Cross-validated balanced accuracy values in three distinct binary classification scenarios (AD vs. Normal, MCI vs. Normal, MCI vs. AD) are reported in Figures 1 and 2 for MorphoBox and FreeSurfer, respectively. In the case of MorphoBox, both protocol-corrected and system-corrected classifications significantly improved the basic classification by about 2% for both MCI vs. Normal and MCI vs. AD. The effect of correction on AD vs. Normal classification was however insignificant. Also, there were no significant differences between protocol-corrected and system-corrected classifications according to McNemar's tests. FreeSurfer-based classification results showed even smaller differences between classifiers, none of which was found to be statistically significant.

These results suggest a limited impact of image acquisition systems on Alzheimer's disease detection using brain volumetry, hence justifying to some extent training disease classifiers with datasets acquired from different manufacturers and field strengths as long as they conform to a standard imaging protocol, as is the case in ADNI. The small or negligible reductions in classification errors achieved by correcting for system heterogeneity indicate that the actual effects of Alzheimer's disease on brain morphometry dominate acquisition-related variations. We note, however, that corrections led to small but significant improvements using MorphoBox in both MCI vs. Normal and AD vs. MCI classifications. Therefore, correcting for acquisition system heterogeneity may become more important as the morphometric changes to be detected are smaller.

Acknowledgements

Data collection and sharing for this study was funded by the ADNI4 (PI: Michael Weiner; NIH grant U01 AG024904).

References

1. Cuingnet, Rémi, et al. "Automatic classification of patients with Alzheimer's disease from structural MRI: a comparison of ten methods using the ADNI database." neuroimage 56.2 (2011): 766-781.

2. Bernal-Rusiel, Jorge L., et al. "Statistical analysis of longitudinal neuroimage data with linear mixed effects models." Neuroimage 66 (2013): 249-260.
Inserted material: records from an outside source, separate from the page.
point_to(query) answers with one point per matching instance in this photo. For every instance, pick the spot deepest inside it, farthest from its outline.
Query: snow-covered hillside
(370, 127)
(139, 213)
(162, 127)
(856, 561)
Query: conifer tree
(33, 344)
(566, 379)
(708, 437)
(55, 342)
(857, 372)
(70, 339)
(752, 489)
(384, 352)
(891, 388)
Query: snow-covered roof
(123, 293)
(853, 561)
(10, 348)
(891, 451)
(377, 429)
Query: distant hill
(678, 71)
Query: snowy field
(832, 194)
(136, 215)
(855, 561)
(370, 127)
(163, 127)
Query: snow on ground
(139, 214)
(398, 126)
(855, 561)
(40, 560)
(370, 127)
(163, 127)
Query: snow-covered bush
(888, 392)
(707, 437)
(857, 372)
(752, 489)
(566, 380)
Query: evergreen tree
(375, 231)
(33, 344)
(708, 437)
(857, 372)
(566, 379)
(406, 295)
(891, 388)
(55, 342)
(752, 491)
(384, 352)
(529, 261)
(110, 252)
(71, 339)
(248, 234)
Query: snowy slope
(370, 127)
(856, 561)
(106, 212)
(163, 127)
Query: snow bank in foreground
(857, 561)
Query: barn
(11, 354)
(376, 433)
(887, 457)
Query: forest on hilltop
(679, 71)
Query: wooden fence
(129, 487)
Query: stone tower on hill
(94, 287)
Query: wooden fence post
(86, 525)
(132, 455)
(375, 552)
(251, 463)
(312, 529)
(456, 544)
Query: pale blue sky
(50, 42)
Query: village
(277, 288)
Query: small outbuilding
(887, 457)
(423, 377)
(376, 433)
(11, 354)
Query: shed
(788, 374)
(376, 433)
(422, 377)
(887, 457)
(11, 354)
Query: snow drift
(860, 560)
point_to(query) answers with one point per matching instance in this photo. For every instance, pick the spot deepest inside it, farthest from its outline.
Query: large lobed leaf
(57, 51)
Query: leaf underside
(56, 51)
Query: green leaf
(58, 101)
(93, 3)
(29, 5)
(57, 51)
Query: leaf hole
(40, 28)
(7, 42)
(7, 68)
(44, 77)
3. Wyman, Bradley T., et al. "Standardization of analysis sets for reporting results from ADNI MRI data." Alzheimer's & Dementia 9.3 (2013): 332-337.

4. http://adni.loni.ucla.edu

5. Schmitter, Daniel, et al. "An evaluation of volume-based morphometry for prediction of mild cognitive impairment and Alzheimer's disease." NeuroImage: Clinical 7 (2015): 7-17.

6. Fischl, Bruce. "FreeSurfer." Neuroimage 62.2 (2012): 774-781.

Figures

Cross-validated balanced accuracy levels for MorphoBox-based classification. Stars indicate significant differences with the basic classifier (*: p<0.05, **: p<0.01).

Cross-validated balanced accuracy levels for FreeSurfer-based classification. Effects of protocol/system correction were found non-significant.